The revelations have broken a CIA "wall of silence" on how the US supported
the repressive Pinochet apparatus, said Peter
Kornbluh, a Washington writer and historian who has long pressed for
disclosure.

Those whose murders are linked to the dictatorship include the Chilean
diplomat Orlando Letelier. Just blocks from the White
House, the former defence minister, 44, was killed by a car bomb 24 years
ago. His US assistant Ronni Moffitt, 24, died with him.

Widely considered to be the most brazen act of international terrorism
committed in the US capital, the Letelier bombing remains
a study in cold war politics.

While top Pinochet aides and anti-Castro Cuban terrorists have been
convicted for the bombing, evidence directly linking Pinochet
has yet to emerge.

But the flood of new information could force the United States to
invigorate a long- dormant justice department extradition request
for Gen Pinochet, if investigators believe they have grounds implicating him.

"There has been a positive attitude [from Washington] to provide
information to clear up the truth," said Fabiola Letelier, the slain
diplomat's sister. "Don't forget that Janet Reno [the current US attorney
general] supported the declassification" of documents that
began with the 1998 judicial process against Gen Pinochet in Spain, she
added.

In the two years since the arrest of Gen Pinochet in a London clinic after
Spain sought - unsuccessfully - to extradite him to face
charges of abuses committed under his regime, US officials have seen their
cold war actions exposed to new examination.

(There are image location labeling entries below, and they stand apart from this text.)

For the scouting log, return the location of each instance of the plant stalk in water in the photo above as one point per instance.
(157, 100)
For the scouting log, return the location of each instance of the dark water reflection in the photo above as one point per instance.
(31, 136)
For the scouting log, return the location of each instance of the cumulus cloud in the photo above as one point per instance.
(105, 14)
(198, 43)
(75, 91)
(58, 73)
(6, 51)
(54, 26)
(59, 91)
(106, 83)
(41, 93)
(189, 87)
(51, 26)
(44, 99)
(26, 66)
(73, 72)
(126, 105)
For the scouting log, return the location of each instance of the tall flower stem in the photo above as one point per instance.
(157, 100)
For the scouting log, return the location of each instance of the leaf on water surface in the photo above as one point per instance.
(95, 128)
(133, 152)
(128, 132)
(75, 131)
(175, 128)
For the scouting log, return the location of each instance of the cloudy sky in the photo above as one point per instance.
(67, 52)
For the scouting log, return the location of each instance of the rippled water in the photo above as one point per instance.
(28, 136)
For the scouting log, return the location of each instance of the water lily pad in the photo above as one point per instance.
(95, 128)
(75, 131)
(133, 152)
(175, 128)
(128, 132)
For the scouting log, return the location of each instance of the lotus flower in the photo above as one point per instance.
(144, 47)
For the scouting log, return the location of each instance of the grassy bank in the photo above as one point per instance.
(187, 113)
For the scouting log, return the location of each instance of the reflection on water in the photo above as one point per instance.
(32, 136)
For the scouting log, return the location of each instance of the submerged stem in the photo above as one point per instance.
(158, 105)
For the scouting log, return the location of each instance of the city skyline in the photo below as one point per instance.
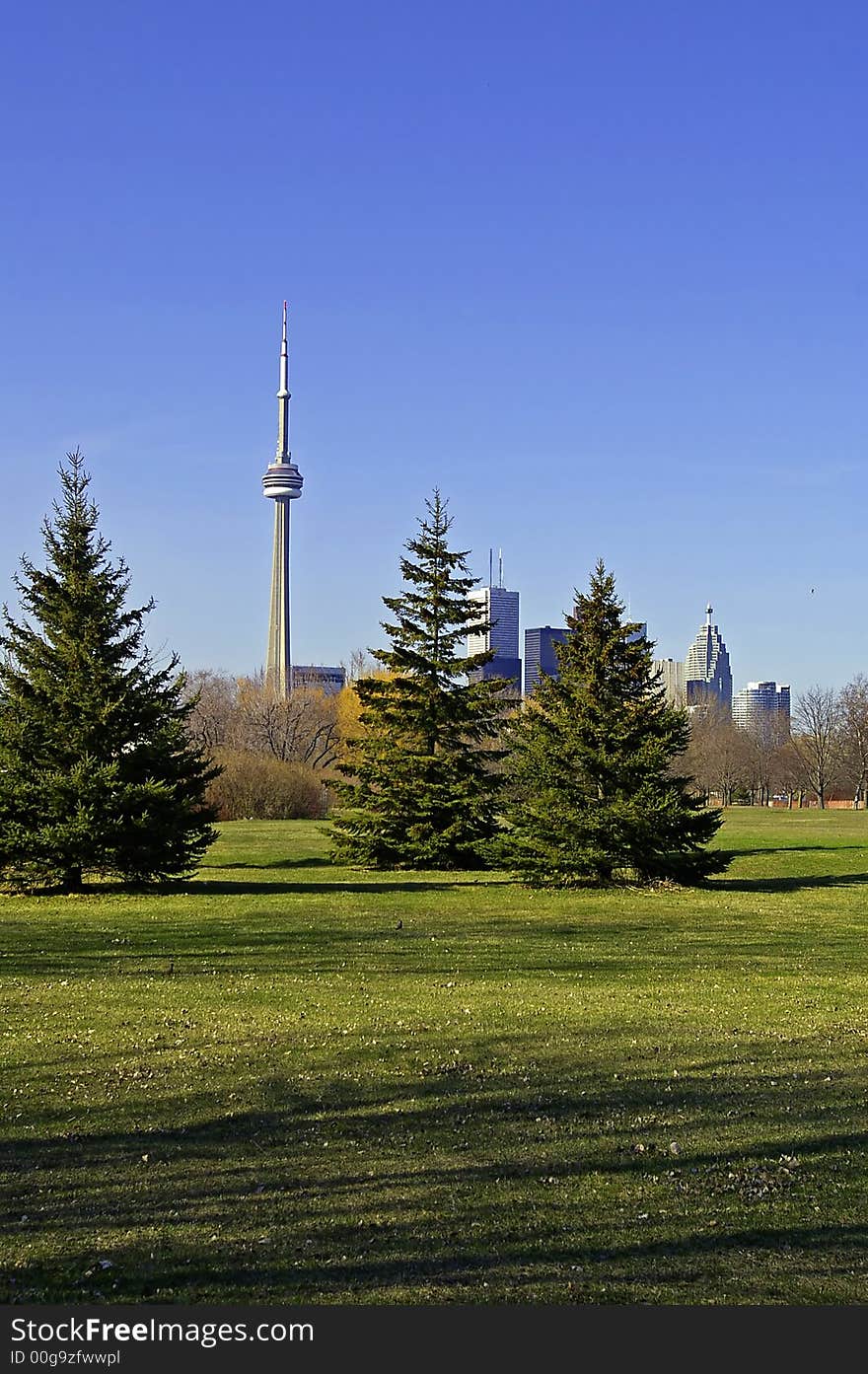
(605, 327)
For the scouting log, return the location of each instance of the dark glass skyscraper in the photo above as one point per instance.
(706, 670)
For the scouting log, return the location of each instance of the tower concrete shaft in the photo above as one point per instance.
(282, 484)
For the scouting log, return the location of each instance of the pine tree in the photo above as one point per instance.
(98, 772)
(423, 768)
(595, 794)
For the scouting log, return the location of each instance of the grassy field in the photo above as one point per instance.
(300, 1083)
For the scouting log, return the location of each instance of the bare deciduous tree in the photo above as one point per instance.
(816, 740)
(718, 755)
(853, 706)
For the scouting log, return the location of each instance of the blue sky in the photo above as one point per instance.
(598, 271)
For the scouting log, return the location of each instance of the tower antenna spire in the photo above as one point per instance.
(282, 484)
(282, 454)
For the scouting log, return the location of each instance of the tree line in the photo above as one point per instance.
(112, 764)
(820, 755)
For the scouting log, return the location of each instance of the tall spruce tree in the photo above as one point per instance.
(98, 772)
(423, 775)
(592, 766)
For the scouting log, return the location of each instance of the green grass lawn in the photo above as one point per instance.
(300, 1083)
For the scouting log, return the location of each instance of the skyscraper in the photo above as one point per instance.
(762, 708)
(671, 674)
(499, 607)
(706, 670)
(282, 484)
(540, 654)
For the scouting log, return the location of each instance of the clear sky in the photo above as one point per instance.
(597, 269)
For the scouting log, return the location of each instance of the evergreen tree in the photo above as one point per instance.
(595, 793)
(98, 772)
(423, 766)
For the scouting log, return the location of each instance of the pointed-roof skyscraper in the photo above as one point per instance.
(282, 484)
(706, 670)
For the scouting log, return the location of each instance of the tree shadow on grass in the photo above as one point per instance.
(800, 849)
(791, 884)
(331, 1192)
(314, 862)
(231, 888)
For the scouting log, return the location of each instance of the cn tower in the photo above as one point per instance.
(282, 484)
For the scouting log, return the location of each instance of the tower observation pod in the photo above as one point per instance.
(282, 484)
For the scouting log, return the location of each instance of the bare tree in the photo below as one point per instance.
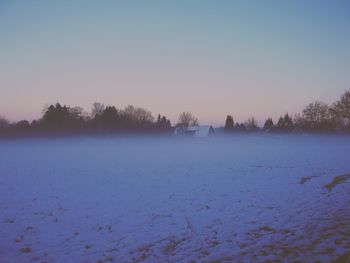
(251, 124)
(97, 109)
(316, 115)
(138, 114)
(342, 107)
(187, 119)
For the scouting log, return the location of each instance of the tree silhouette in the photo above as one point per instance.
(229, 123)
(187, 119)
(285, 123)
(341, 108)
(268, 126)
(251, 124)
(316, 116)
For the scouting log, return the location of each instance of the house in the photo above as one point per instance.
(195, 131)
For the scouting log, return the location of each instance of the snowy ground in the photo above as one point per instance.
(246, 198)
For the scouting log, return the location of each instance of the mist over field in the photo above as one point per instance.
(239, 198)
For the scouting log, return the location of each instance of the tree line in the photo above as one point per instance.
(316, 117)
(62, 119)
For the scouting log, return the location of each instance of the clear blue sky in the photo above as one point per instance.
(213, 58)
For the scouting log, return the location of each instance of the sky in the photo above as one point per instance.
(212, 58)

This has covered not only the extensive clandestine support given to the
Chilean dictatorship in the 1970s, but also, more
recently, Washington's actions with the professed aim of protecting human
rights in Latin America.

Gen Pinochet, 84, is unlikely ever to be extradited to the US, but a formal
request would be the ultimate indignity for him at his
former allies' hands, and another CIA embarrassment.